Wyoming regulators voted on Friday to effectively ban any bettors who are found guilty of harassing athletes or other sporting figures.
At a meeting on Nov. 22, the Wyoming Gaming Commission unanimously approved a change to its regulations to clearly define harassment of athletes as:
“to engage in conduct, including but not limited to verbal threats, written threats, electronic threats, lewd or obscene statements or images, vandalism or nonconsensual physical contact, directed at a person the [offender] knew or should have known would cause a reasonable person to suffer substantial emotional distress, substantial fear for their safety or the safety of another person or substantial fear for the destruction of their property.”
Commissioners also unanimously approved a measure to add individuals who are found guilty of such harassment to the state’s involuntary exclusion list, in essence prohibiting them from betting on licensed and regulated sportsbooks.
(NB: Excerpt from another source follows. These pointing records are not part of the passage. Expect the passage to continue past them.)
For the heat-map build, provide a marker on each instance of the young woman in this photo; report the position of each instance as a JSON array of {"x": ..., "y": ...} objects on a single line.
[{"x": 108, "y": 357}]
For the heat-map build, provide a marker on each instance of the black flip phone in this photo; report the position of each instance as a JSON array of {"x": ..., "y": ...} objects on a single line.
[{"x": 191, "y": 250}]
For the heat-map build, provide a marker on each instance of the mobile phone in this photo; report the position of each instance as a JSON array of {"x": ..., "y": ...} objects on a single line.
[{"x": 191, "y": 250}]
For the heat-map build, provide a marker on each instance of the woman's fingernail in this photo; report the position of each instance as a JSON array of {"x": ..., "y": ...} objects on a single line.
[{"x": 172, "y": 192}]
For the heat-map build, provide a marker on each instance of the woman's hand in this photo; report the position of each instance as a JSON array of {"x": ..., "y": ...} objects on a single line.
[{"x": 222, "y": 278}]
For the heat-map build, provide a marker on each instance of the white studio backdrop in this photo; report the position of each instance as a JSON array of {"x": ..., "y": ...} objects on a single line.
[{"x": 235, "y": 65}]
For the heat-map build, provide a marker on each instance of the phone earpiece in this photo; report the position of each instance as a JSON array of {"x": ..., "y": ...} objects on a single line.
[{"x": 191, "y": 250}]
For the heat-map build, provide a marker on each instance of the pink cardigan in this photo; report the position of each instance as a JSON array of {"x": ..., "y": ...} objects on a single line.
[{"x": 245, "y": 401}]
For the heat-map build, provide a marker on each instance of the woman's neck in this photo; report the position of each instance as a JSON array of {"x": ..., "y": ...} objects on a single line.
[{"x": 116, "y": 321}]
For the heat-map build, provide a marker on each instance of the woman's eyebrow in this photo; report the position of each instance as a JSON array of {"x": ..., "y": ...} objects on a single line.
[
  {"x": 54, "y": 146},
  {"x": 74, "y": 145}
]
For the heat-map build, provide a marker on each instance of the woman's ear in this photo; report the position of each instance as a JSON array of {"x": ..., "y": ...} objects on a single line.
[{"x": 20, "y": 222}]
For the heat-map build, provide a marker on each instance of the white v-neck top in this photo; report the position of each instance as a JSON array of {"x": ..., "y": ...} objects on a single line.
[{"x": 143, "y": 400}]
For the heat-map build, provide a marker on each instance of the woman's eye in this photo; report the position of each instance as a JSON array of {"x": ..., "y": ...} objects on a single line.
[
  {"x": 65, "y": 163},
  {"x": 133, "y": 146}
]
Commissioners noted that the NCAA had been given an opportunity to review the proposal and approved of the measure, as did the University of Wyoming and sports betting operators.
Wyoming one of few states to take hardline stance on harassment
The decision comes as the interaction between bettors and athletes, both college-level and professional, continues to be scrutinized. Back in a July meeting, Wyoming commissioners had acknowledged the NCAA’s call for state-level regulatory action to protect players. Wyoming is a state with no professional sports teams but one Division I college athletic program, the University of Wyoming.
NCAA President Charlie Baker has called for a ban on college player prop bets, which are now prohibited in 13 states after regulators in markets including Ohio, Maryland, Vermont and Louisana took up his call-to-arms this year. Just this month, New Jersey lawmakers advanced a piece of legislation that would prohibit licensed operators in the state from offering or accepting wagers on college player props.
Meanwhile, Ohio and West Virginia are two of the only states to have imposed regulations specifically designed to penalize people who harass athletes.
An extensive study published in October by the NCAA and its partner, data firm Signify, found more than 5,000 public social media posts (not accounting for private messages) that had sent abuse directly to college athletes, coaches or officials over the space of a few months. Around one in eight of those messages were directly tied to sports betting based on the language used, but the report’s authors found that much of the abuse in other categories “was influenced by sports-betting behaviors.”